Quote from: buttgammon on August 25, 2020, 09:18:17 AM
All this baby talk around alcohol is just a way for middle-class people to excuse their problem drinking. "It's prosecco o'clock! I'm just off for a cheeky drinky-poo so I can wake up in a paddling pool of my own sicky-wicky."
"Tee-hee, I'm prinking cardbordeaux at wine o'clock" yours is better

Quote from: Clownbaby on August 21, 2020, 11:16:07 AM
"Welp''
How very dare you remind me that that word exists. It's so goddamn smug and self-satisfied and it adds NOTHING, NOTHING, to a conversation. People just say it to turn themselves on over how intellectual and detached and cynical they are. If I ever hear anybody use that word in real life I'll see all black and there'll be nothing left when I come out of it.
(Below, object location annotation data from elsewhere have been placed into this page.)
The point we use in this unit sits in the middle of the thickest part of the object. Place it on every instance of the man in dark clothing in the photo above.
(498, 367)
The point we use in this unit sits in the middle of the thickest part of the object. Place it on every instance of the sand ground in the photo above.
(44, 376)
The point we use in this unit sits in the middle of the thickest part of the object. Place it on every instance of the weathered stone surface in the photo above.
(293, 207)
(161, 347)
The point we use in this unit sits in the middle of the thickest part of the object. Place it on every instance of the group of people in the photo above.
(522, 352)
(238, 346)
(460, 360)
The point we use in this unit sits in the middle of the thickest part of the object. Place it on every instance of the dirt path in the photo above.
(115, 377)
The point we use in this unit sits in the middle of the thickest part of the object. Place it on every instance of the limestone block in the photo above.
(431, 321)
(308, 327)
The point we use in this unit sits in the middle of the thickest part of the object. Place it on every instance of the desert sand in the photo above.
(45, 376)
Quote from: kalowski on August 25, 2020, 11:33:16 AM
"Ooh, I like to have my pens all lined up on my desk so I'm going to self diagnose myself with OCD even though I display no actual traits of the mental health disorder."
oh god can we please talk about how every little personality quirk has to be a disorder now

"people making noises really irritates me, I have misophonia" "the colours all have to be a certain way, I have OCD" "I can't do any housework, I have executive dysfunction" god get over yourselves, you're just looking for an excuse to be an arse to everyone around you.